Wednesday, May 1, 2019
 | 
Steve Jordahl (OneNewsNow.com)

Natural marriage supporterThe battle for marriage is over – and conservatives lost. That's the frank assessment of one evangelical leader who says the fight now is to rescue people one at a time from deception.

The secular world was aghast recently when Franklin Graham tweeted out that homosexual presidential candidate and professing Christian Pete Buttigieg should repent from his immoral lifestyle. MSNBC's "Joe and Mika" were typical:

Mika Brzezinski: "Franklin Graham has called for presidential candidate Pete Buttigieg to repent for being gay."

Joe Scarborough: "Oh, shut up. Just shut up, Franklin Graham, you are a disgrace."
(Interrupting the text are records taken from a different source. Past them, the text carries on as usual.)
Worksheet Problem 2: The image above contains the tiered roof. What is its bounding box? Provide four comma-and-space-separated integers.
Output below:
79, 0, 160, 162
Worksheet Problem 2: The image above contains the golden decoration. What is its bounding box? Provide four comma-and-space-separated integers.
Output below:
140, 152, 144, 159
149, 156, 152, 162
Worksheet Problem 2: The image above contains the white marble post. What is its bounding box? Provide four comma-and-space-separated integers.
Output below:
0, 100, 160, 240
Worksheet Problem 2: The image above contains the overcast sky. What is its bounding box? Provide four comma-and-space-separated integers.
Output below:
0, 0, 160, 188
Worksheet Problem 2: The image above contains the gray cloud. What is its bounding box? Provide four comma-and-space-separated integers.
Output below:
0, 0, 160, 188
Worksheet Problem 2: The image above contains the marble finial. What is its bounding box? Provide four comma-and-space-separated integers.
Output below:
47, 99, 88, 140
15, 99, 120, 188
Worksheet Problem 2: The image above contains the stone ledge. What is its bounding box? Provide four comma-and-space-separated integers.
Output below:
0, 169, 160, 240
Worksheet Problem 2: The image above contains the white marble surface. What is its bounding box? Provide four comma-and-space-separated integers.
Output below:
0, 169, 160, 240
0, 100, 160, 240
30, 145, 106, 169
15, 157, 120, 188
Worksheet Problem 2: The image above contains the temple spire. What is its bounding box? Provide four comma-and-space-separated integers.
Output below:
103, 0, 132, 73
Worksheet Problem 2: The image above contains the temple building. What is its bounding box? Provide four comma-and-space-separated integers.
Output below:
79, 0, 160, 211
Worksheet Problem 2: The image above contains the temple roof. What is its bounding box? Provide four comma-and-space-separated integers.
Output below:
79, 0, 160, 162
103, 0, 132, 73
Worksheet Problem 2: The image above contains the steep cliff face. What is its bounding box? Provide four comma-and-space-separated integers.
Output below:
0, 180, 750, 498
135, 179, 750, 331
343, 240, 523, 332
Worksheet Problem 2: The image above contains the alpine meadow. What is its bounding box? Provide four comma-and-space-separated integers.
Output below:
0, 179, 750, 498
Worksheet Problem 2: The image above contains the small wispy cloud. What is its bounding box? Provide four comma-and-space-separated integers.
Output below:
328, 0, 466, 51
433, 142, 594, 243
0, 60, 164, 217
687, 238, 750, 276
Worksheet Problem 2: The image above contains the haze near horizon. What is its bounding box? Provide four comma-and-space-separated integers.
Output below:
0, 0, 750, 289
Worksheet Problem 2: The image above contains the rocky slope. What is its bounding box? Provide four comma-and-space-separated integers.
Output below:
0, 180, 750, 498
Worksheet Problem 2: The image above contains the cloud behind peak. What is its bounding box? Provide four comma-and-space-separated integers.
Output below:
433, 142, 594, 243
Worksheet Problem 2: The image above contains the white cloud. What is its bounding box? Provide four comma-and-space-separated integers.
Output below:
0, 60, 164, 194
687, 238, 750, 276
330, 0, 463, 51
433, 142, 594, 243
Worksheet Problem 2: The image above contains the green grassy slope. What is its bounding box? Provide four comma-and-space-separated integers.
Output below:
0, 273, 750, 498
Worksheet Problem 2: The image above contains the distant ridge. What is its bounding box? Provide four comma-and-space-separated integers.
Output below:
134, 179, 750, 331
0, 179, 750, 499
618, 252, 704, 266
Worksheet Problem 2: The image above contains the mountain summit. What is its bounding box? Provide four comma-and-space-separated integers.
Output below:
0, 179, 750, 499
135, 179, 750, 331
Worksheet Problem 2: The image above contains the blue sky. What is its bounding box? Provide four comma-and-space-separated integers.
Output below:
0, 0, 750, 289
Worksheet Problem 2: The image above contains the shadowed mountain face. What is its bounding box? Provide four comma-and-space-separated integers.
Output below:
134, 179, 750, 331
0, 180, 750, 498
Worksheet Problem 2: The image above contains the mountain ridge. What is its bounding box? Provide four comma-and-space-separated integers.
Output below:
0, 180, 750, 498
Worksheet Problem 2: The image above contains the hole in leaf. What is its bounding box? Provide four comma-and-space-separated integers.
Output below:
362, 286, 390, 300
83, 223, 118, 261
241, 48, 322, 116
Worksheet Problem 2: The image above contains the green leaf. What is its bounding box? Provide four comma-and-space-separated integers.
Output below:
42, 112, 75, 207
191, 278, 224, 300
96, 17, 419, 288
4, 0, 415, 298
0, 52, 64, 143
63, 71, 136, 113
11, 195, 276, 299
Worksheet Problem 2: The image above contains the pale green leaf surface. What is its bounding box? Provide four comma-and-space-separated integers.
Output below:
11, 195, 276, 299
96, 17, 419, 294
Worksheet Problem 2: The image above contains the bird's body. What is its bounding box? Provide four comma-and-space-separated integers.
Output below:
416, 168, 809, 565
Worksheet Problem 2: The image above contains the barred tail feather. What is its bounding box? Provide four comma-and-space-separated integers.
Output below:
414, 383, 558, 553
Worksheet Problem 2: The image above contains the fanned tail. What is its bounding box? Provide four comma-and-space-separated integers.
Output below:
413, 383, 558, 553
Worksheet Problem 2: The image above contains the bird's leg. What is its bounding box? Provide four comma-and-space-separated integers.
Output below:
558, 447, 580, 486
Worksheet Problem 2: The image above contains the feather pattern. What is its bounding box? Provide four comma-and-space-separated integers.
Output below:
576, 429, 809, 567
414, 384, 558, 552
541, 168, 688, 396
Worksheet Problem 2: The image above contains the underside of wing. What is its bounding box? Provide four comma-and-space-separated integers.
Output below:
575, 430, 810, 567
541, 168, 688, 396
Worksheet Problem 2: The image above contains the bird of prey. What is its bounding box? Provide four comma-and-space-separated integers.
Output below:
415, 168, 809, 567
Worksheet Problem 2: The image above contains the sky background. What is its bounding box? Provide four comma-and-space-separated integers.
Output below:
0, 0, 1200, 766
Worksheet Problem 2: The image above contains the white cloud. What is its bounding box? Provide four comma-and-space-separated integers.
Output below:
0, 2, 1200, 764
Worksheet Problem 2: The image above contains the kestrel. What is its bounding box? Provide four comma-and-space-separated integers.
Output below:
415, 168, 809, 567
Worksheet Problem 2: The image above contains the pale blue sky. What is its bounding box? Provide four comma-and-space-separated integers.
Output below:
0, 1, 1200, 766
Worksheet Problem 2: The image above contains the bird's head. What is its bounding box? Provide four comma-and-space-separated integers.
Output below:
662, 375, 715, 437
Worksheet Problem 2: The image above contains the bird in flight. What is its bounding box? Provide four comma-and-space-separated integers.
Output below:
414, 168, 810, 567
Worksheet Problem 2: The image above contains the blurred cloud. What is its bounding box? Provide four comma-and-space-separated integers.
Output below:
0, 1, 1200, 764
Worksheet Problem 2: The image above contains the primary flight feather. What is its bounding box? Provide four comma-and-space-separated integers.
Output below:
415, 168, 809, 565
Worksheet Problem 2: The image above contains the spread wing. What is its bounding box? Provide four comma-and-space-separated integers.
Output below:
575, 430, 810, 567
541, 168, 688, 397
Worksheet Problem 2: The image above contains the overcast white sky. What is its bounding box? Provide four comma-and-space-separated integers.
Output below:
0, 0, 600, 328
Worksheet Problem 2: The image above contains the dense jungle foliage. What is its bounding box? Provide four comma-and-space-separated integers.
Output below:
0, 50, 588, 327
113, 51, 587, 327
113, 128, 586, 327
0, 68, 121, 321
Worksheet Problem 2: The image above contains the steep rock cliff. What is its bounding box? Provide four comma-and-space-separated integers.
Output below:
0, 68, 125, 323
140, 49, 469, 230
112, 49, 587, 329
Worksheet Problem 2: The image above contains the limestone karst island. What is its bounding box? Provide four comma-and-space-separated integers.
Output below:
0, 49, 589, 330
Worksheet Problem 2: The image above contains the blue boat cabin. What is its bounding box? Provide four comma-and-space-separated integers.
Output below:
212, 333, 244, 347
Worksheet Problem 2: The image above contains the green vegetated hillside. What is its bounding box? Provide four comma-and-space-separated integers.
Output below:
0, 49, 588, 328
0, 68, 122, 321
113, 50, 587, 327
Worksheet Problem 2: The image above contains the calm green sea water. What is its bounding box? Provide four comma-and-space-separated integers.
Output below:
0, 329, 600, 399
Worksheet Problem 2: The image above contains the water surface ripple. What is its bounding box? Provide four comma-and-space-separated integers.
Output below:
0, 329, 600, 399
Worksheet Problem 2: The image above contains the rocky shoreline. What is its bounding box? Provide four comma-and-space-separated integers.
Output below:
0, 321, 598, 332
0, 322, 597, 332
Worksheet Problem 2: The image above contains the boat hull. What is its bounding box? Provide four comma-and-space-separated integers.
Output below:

A little later on in that same conversation, guest commentator Jon Meacham added this:

Jon Meacham: "These kinds of extreme statements – and they are extreme at this point, given where the country is on these issues. This is no longer a mainstream view."

Dr. Robert Jeffress of First Baptist-Dallas agrees with Graham that Buttigieg should repent. But he also agrees with Meacham that that truth is no longer culturally accepted.

"I think a proper reading of culture right now is to understand that we have lost the war over 'gay marriage,' at least in the culture," Jeffress tells OneNewsNow. "There is no reason to refight that war [or] to think that somehow we're going to make gay marriage illegal."

Jeffress

Has the time come for the church as a whole to take a more prophetic "repent or stand condemned" message to the culture? Not quite yet, says Jeffress.

"I think we need to certainly be conviction-driven, but we also need to be compassion-driven in what we say," he responds. "We're not trying to win an argument – we're trying to win another person."

Lay leader and religious liberty advocate Carmen Fowler LaBerge also said as much almost five years ago when the topic of same-sex marriage came up during an interview with the Washington Examiner.

"When I say that the battle's been lost culturally, I think that what we're recognizing is we have a to do a better job inside the church before the church starts trying to speak again to the culture at large on this issue," she stated.